With another contract renewal planned for this fall, Baek is likely to remain employed through at least 2026.
He is far from alone. According to data released on May 27 by Statistics Korea, a record 770,000 workers left their primary, full-time jobs between the ages of 60 and 64 in 2024—after surpassing the official retirement threshold. That figure is up 5.2% from the previous year and more than double the 362,000 reported in 2016, when the legal retirement age was extended from 55 to 60.

The data excludes those who held part-time or irregular jobs before retirement. Instead, it captures workers who remained in full-time positions well into their 60s—many of whom continued working under rehiring schemes or in firms where the retirement age had already been informally pushed beyond 60.
Behind the trend is a convergence of demographic and economic forces: South Korea’s aging population, a delayed pension eligibility age, and a persistent labor shortage in sectors such as shipbuilding and construction.

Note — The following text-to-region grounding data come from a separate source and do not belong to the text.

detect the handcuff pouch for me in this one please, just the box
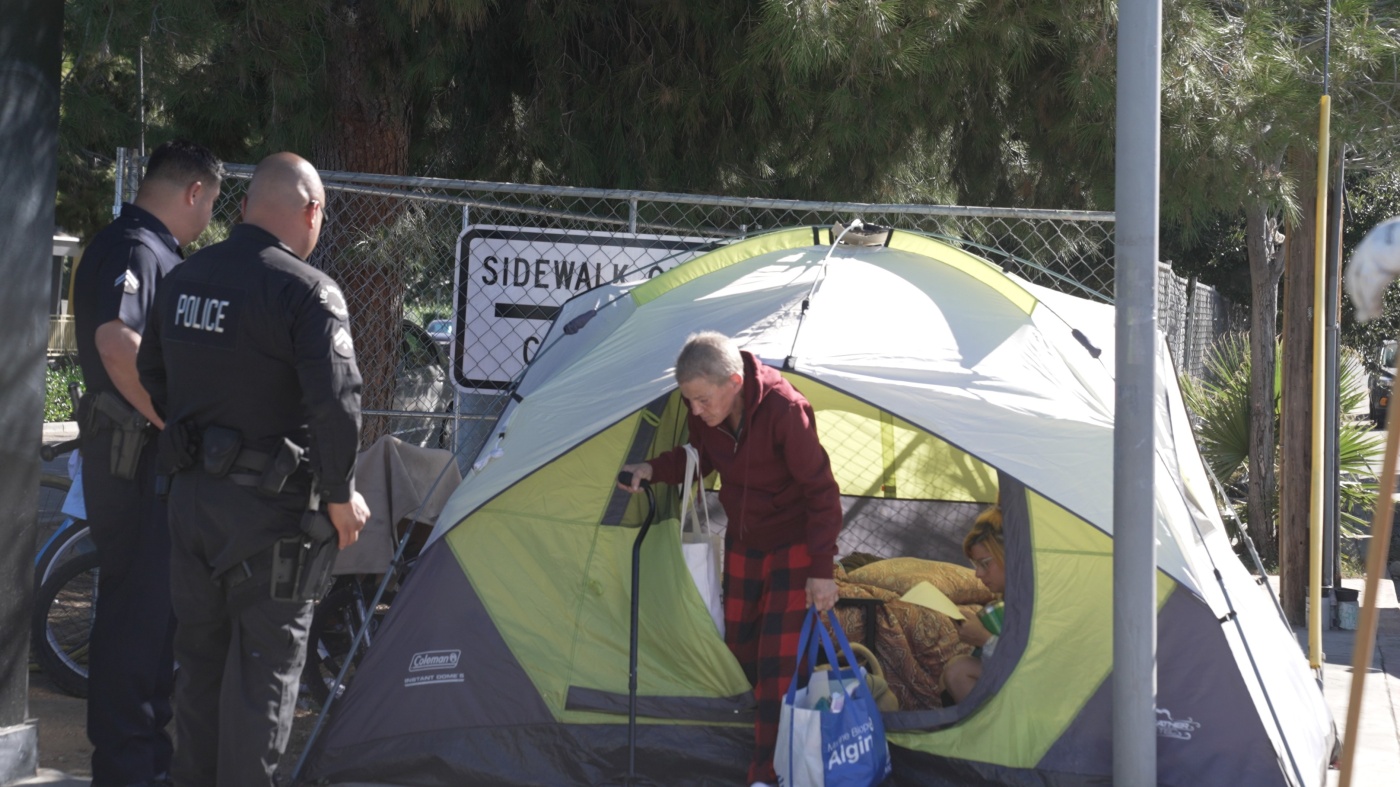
[201,426,242,477]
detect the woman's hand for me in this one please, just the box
[957,613,992,647]
[617,462,653,492]
[807,578,838,612]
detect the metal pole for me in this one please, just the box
[114,147,128,219]
[138,43,146,158]
[1323,147,1345,612]
[1114,0,1161,783]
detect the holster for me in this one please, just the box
[270,509,340,603]
[156,420,201,497]
[258,438,306,497]
[201,426,242,477]
[83,390,152,481]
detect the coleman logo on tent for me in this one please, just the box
[409,650,461,672]
[404,650,465,688]
[1155,707,1201,740]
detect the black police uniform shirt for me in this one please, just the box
[137,223,363,567]
[74,203,184,399]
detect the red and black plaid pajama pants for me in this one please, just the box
[723,540,813,785]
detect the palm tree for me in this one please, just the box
[1182,332,1382,565]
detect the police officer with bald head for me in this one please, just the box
[137,152,371,787]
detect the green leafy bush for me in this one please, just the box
[44,361,84,422]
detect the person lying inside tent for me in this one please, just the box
[827,555,995,710]
[941,506,1006,703]
[617,331,843,787]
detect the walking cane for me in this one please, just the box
[1338,220,1400,786]
[618,471,656,786]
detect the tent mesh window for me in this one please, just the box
[695,492,982,566]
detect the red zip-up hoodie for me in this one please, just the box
[648,352,843,578]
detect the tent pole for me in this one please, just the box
[1113,0,1161,783]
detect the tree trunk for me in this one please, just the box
[1278,157,1318,625]
[310,1,412,447]
[1244,204,1284,563]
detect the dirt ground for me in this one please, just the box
[27,667,320,780]
[29,671,92,777]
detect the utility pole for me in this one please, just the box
[1113,0,1162,782]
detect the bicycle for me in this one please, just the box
[36,436,93,588]
[31,442,96,698]
[31,382,97,698]
[31,549,98,698]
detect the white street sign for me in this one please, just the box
[453,226,714,390]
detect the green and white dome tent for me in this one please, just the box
[302,226,1332,786]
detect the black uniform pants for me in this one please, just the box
[81,429,176,787]
[167,473,313,787]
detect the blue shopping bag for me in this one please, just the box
[775,607,893,787]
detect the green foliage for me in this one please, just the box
[1160,214,1254,305]
[1182,332,1382,535]
[1335,350,1385,534]
[1152,1,1400,306]
[44,361,84,423]
[53,0,1400,285]
[1181,333,1277,483]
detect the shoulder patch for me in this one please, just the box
[332,327,355,358]
[319,285,349,320]
[115,269,139,295]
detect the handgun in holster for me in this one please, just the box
[82,390,152,481]
[270,508,340,603]
[155,420,201,498]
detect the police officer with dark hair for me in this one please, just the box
[72,138,223,787]
[137,151,370,787]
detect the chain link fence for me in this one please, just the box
[114,149,1235,462]
[1158,263,1247,381]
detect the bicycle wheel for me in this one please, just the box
[32,550,98,698]
[35,521,93,589]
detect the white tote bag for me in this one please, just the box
[680,445,725,636]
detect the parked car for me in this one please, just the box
[425,318,453,348]
[391,320,455,448]
[1370,339,1396,427]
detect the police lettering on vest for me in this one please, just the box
[167,282,243,349]
[175,293,229,333]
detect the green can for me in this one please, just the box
[978,600,1005,636]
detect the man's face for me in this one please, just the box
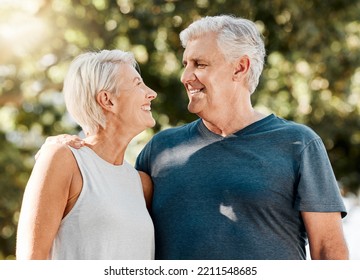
[180,32,236,120]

Until last year, Koreans born in 1964 could begin drawing public pensions at age 63. But for those born in 1969 or later, that age rises to 65—creating what some economists refer to as a five-year ‘income gap’ that many seek to bridge by staying in the workforce longer. The labor force participation rate for Koreans aged 60–64 stood at 65.8% in 2024, up from 54.3% two decades ago.

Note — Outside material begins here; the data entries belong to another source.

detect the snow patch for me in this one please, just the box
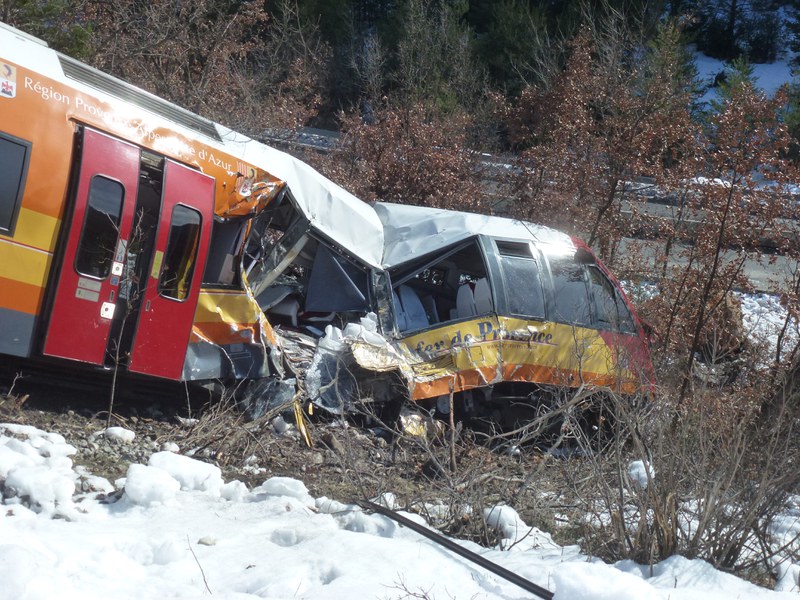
[147,451,223,496]
[553,561,660,600]
[0,545,48,600]
[628,460,655,490]
[484,504,558,551]
[250,476,314,506]
[123,464,180,506]
[220,480,248,502]
[104,427,135,443]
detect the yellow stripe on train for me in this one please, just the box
[0,239,52,287]
[397,316,630,385]
[194,289,261,326]
[1,208,61,252]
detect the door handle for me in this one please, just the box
[144,299,151,312]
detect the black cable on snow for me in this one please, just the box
[357,499,555,600]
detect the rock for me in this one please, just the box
[272,415,291,435]
[319,432,345,455]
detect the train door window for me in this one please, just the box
[123,154,162,301]
[158,205,201,301]
[0,132,31,236]
[587,266,635,333]
[548,253,591,327]
[74,176,124,279]
[495,240,545,319]
[389,239,489,333]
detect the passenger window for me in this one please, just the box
[75,176,124,279]
[548,255,591,326]
[389,239,489,332]
[159,205,201,301]
[496,240,545,319]
[588,266,636,333]
[0,133,31,236]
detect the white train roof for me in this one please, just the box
[374,202,575,268]
[218,128,384,267]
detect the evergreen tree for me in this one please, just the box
[1,0,91,57]
[709,56,756,114]
[476,0,554,94]
[788,80,800,150]
[784,0,800,60]
[694,0,783,62]
[389,0,486,113]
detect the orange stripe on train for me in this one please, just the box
[409,363,636,401]
[0,276,45,315]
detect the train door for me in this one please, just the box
[43,128,140,365]
[127,160,213,379]
[43,127,214,380]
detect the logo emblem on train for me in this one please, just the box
[0,63,15,98]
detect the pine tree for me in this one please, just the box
[390,0,485,113]
[2,0,91,57]
[475,0,555,94]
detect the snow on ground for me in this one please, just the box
[693,44,796,106]
[1,293,800,600]
[0,421,798,600]
[739,292,799,357]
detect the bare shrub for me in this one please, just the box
[315,104,489,213]
[168,384,297,469]
[313,387,600,552]
[560,387,800,580]
[504,16,698,264]
[0,373,29,418]
[83,0,327,134]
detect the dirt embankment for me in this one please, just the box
[0,376,564,547]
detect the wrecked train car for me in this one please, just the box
[0,22,384,399]
[0,23,296,385]
[247,192,654,425]
[0,22,652,425]
[276,202,656,425]
[371,203,654,426]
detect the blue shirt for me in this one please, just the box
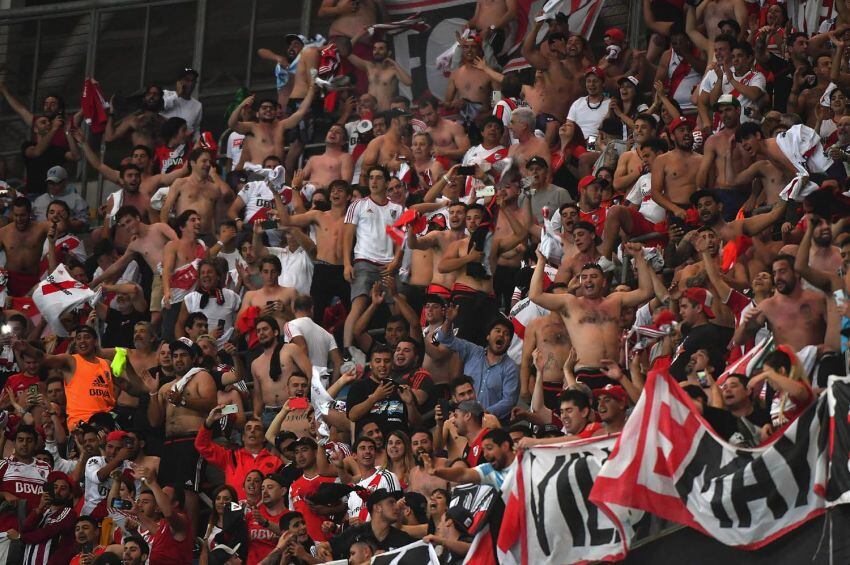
[436,329,519,422]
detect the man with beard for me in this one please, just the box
[825,115,850,182]
[196,406,280,499]
[345,436,402,523]
[434,377,501,460]
[288,437,340,543]
[120,537,150,565]
[83,430,133,519]
[720,373,772,444]
[406,429,448,497]
[415,97,469,167]
[650,117,704,221]
[445,35,496,129]
[417,295,463,385]
[566,67,611,145]
[348,345,422,435]
[141,338,216,530]
[12,471,78,565]
[613,114,659,194]
[130,467,194,565]
[345,35,412,112]
[21,113,80,196]
[0,197,50,296]
[301,124,354,187]
[329,488,415,560]
[359,110,414,184]
[160,148,234,240]
[91,206,177,328]
[105,85,165,148]
[423,428,516,489]
[258,511,315,565]
[739,255,828,353]
[530,244,653,389]
[794,215,843,277]
[258,34,308,109]
[668,286,734,381]
[522,26,589,147]
[696,95,756,218]
[0,425,51,562]
[250,317,312,428]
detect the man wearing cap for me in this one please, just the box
[12,470,78,565]
[566,66,611,142]
[258,33,307,109]
[598,28,641,91]
[696,94,757,217]
[574,175,608,237]
[143,337,216,527]
[245,473,289,564]
[329,488,415,560]
[161,67,202,140]
[424,504,473,563]
[670,287,733,380]
[82,430,132,518]
[0,197,51,296]
[650,116,703,221]
[520,155,574,224]
[196,405,280,500]
[32,166,89,232]
[593,383,629,435]
[699,0,747,44]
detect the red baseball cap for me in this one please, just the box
[593,384,628,403]
[106,430,128,444]
[578,175,598,191]
[584,66,606,79]
[667,116,690,135]
[682,287,716,318]
[604,28,626,43]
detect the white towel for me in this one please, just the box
[775,124,833,201]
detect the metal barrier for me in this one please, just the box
[0,0,317,201]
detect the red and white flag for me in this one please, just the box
[32,264,95,336]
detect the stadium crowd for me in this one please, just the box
[0,0,850,563]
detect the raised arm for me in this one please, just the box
[0,83,34,125]
[227,95,256,135]
[72,130,121,184]
[619,243,654,307]
[529,250,567,311]
[521,20,549,70]
[794,216,841,292]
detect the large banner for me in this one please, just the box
[385,0,605,101]
[590,369,844,550]
[496,435,642,564]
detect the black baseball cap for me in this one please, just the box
[526,155,549,169]
[179,67,199,79]
[285,33,307,46]
[445,506,475,535]
[546,32,568,42]
[423,294,447,306]
[387,107,412,119]
[169,337,200,357]
[366,488,404,512]
[73,325,99,339]
[292,436,318,450]
[275,431,298,449]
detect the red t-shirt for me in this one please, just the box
[70,546,105,565]
[579,205,609,236]
[5,373,40,396]
[148,515,194,565]
[289,474,338,542]
[246,504,287,565]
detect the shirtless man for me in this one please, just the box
[104,85,165,148]
[437,199,527,344]
[408,202,468,299]
[522,21,589,147]
[359,108,414,184]
[556,221,602,284]
[418,98,471,165]
[734,122,804,186]
[319,0,382,46]
[507,107,551,173]
[227,86,317,168]
[346,34,412,112]
[694,0,747,44]
[738,254,827,351]
[468,0,517,42]
[113,321,160,429]
[529,243,653,389]
[160,148,234,239]
[650,117,704,220]
[418,296,464,384]
[491,172,531,306]
[90,206,177,326]
[277,179,352,320]
[792,55,834,126]
[445,35,496,126]
[696,96,756,216]
[141,338,216,530]
[613,114,658,194]
[237,256,298,330]
[302,124,354,187]
[411,132,445,190]
[0,197,49,296]
[519,294,571,407]
[250,317,312,427]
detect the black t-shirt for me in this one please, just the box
[21,141,68,195]
[346,376,409,436]
[101,308,149,348]
[329,523,416,559]
[702,406,740,441]
[669,323,734,381]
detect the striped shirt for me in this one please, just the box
[347,468,402,521]
[21,505,76,565]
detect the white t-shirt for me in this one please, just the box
[184,288,242,346]
[161,90,203,139]
[566,96,611,140]
[225,131,246,170]
[83,457,118,514]
[237,180,276,224]
[344,197,404,264]
[283,316,338,368]
[268,246,314,295]
[346,468,402,521]
[626,172,666,223]
[699,68,766,124]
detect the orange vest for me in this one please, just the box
[65,354,116,430]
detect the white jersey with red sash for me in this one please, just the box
[236,180,275,224]
[666,49,701,111]
[40,234,87,278]
[347,468,401,522]
[462,143,508,197]
[163,241,207,305]
[493,96,526,144]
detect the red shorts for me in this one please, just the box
[626,207,668,246]
[7,271,40,297]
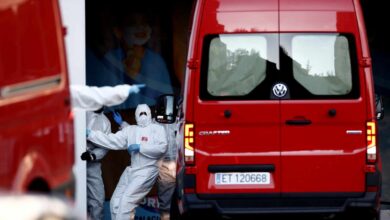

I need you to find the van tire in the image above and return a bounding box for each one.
[343,208,380,220]
[170,192,185,220]
[361,210,380,220]
[27,178,50,193]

Manufacturing firms, especially small- and mid-sized businesses, are helping to fill the gap by keeping older, skilled workers on the payroll. In industries that rely on experience—such as shipbuilding—companies increasingly prefer to rehire seasoned employees rather than train younger, less experienced recruits.

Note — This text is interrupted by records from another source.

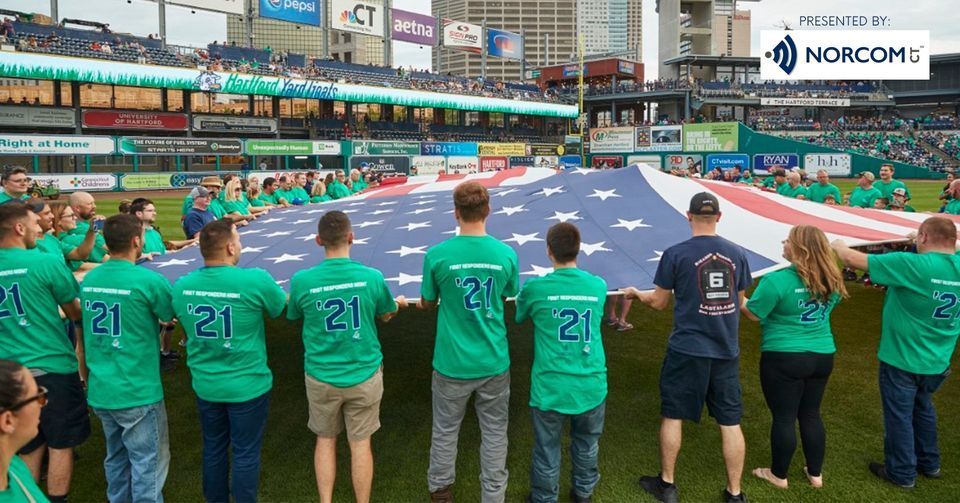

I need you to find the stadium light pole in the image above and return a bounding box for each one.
[158,0,167,49]
[322,0,329,58]
[578,33,585,168]
[480,19,487,80]
[49,0,58,23]
[383,0,392,67]
[519,27,526,82]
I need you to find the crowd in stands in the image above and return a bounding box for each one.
[923,132,960,162]
[698,81,882,100]
[752,114,960,133]
[798,131,950,171]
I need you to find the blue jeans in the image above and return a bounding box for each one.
[196,392,271,503]
[530,401,605,503]
[94,401,170,503]
[879,362,949,486]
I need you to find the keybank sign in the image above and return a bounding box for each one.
[760,30,929,80]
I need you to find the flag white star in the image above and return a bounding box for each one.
[296,234,317,242]
[492,188,519,197]
[154,258,195,268]
[240,229,264,235]
[264,253,307,264]
[444,209,454,214]
[342,209,359,214]
[494,205,527,216]
[571,168,598,176]
[406,208,434,215]
[263,231,293,238]
[442,226,460,235]
[504,232,543,246]
[580,241,612,256]
[586,189,621,201]
[547,211,581,223]
[289,219,314,225]
[353,237,370,245]
[397,221,432,231]
[241,246,266,253]
[521,264,554,277]
[377,201,398,207]
[610,218,652,231]
[303,209,326,214]
[354,220,384,228]
[647,250,664,262]
[275,279,289,285]
[368,209,393,215]
[536,186,565,197]
[258,218,285,224]
[386,272,423,286]
[386,245,428,257]
[345,201,366,207]
[412,200,436,206]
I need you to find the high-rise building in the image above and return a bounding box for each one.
[657,0,758,78]
[626,0,643,61]
[578,0,628,57]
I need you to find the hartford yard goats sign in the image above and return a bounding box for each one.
[0,52,577,119]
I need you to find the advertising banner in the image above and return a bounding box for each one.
[0,134,114,155]
[0,106,75,128]
[666,154,703,172]
[259,0,321,26]
[477,143,526,156]
[558,155,582,168]
[706,153,751,172]
[331,0,384,36]
[635,125,682,152]
[119,173,177,191]
[352,140,420,156]
[487,28,523,60]
[479,156,508,171]
[804,153,852,176]
[760,30,929,80]
[411,156,446,175]
[391,8,436,46]
[192,115,277,133]
[759,97,850,107]
[173,171,241,188]
[349,156,411,175]
[618,61,635,74]
[421,142,478,156]
[446,156,480,173]
[163,0,243,14]
[245,139,341,155]
[442,19,482,53]
[528,144,565,156]
[82,110,188,131]
[535,156,559,168]
[591,155,623,168]
[627,155,663,168]
[117,137,243,155]
[753,153,800,175]
[509,156,535,168]
[682,122,739,152]
[29,173,116,192]
[588,127,635,153]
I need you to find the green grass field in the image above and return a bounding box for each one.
[67,188,960,502]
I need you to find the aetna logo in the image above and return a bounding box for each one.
[766,34,797,74]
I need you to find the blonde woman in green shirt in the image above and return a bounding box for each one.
[0,360,50,503]
[742,225,847,490]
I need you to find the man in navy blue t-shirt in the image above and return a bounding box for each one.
[183,186,215,239]
[623,192,751,503]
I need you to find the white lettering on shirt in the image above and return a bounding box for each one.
[0,268,27,277]
[546,295,599,302]
[82,287,131,296]
[181,290,241,299]
[449,263,504,271]
[309,281,368,294]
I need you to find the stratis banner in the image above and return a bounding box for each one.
[0,52,577,119]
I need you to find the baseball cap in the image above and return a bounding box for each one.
[892,187,907,197]
[859,171,875,181]
[689,192,720,215]
[195,186,212,198]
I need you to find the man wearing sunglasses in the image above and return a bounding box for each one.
[0,167,30,204]
[0,203,88,503]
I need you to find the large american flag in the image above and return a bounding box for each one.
[147,166,945,298]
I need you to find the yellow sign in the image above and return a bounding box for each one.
[477,143,527,156]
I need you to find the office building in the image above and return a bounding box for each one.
[657,0,758,78]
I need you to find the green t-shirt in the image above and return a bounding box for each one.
[807,182,842,204]
[143,227,166,256]
[746,266,840,354]
[34,233,63,258]
[249,197,265,208]
[181,195,193,216]
[0,191,28,204]
[873,179,911,201]
[869,252,960,374]
[310,194,332,204]
[328,182,352,200]
[59,229,108,271]
[515,268,608,415]
[259,191,282,205]
[287,187,309,203]
[1,456,49,503]
[780,184,808,199]
[352,179,368,193]
[274,188,296,203]
[421,235,520,379]
[0,248,79,374]
[888,204,917,212]
[81,260,175,410]
[172,266,287,403]
[287,258,397,387]
[738,174,753,185]
[208,198,227,219]
[223,199,251,216]
[849,186,882,208]
[761,176,777,188]
[944,199,960,215]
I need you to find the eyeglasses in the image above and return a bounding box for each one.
[2,386,48,413]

As South Korea prepares for a presidential election, debate is resurfacing over whether to formally raise the legal retirement age. Some economists argue that encouraging firms to rehire seniors—rather than mandating a longer working life—could help smooth the transition while minimizing disruptions to youth employment.
“Large corporations are likely to respond to a higher retirement age by reducing new hires or accelerating automation,” said Lee Chul-hee, an economics professor at Seoul National University. “But smaller firms facing labor shortages need older workers now.”
Japan, which entered an ultra-aging society 17 years ahead of Korea, offers a cautionary example. Though its official retirement age has remained at 60 since 1994, Japan enacted the Act on Stabilization of Employment of Elderly Persons in 2013, requiring firms to either raise or abolish retirement age or rehire older workers. Most opted for the latter. But wage compression remains a point of contention—rehired workers in large Japanese companies earn only 70% of their pre-retirement salaries, according to a report from the Korea Labor Institute.
In Korea, a significant portion of older workers end up in low-wage, low-skill jobs. A report released on May 27 by the National Assembly Budget Office found that while Korea had the highest employment rate among OECD countries for those over 65—at 37.3% in 2023—over a third of those workers were in elementary manual labor roles, and 15% worked in machine operation.
For many, continued employment in their 60s means working physically demanding jobs at small firms, often on irregular contracts.